Beryl X. Li, Daniel K. Kim, Steven Bloom, Richard Y.-C. Huang, Jennifer X. Qiao, William R. Ewing, Daniel G. Oblinsky, Gregory D. Scholes & David W. C. MacMillan
Nat. Chem. (2021).
The growing prevalence of synthetically modified proteins in pharmaceuticals and materials has exposed the need for efficient strategies to enable chemical modifications with high site-selectivity. While genetic engineering can incorporate non-natural amino acids into recombinant proteins, regioselective chemical modification of wild-type proteins remains a challenge. Herein, we use photoredox catalysis to develop a site-selective tyrosine bioconjugation pathway that incorporates bioorthogonal formyl groups, which subsequently allows for the synthesis of structurally defined fluorescent conjugates from native proteins.
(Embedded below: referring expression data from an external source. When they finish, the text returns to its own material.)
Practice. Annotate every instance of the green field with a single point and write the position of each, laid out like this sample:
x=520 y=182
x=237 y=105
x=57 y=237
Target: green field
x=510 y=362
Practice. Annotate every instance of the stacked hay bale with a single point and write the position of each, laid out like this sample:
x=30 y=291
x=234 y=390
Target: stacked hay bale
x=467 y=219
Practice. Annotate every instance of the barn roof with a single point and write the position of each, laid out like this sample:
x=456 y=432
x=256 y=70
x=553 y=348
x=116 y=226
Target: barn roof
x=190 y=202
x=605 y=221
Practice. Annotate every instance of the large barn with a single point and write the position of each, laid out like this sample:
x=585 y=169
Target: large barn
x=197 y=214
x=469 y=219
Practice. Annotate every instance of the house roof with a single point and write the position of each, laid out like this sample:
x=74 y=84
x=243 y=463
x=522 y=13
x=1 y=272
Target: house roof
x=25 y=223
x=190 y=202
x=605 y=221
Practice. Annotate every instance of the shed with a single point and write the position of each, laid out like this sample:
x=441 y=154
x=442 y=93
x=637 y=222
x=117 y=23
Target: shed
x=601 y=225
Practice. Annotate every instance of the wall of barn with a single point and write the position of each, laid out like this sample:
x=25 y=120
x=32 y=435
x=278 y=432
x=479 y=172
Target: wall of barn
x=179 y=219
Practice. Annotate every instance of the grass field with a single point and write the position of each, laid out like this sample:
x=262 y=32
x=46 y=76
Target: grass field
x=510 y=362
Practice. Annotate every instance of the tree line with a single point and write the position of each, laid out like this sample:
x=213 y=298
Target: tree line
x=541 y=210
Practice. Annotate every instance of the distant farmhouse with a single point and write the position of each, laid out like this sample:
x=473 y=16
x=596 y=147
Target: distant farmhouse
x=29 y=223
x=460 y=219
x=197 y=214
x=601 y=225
A water-soluble photocatalyst, lumiflavin, has been shown to induce oxidative coupling between a previously unreported phenoxazine dialdehyde tag and a single tyrosine site, even in the presence of multiple tyrosyl side chains, through the formation of a covalent C–N bond. A variety of native proteins, including those with multiple tyrosines, can successfully undergo both tyrosine-specific and single-site-selective labelling. This technology directly introduces aldehyde moieties onto native proteins, enabling rapid product diversification using an array of well-established bioorthogonal functionalization protocols including the alkyne–azide click reaction.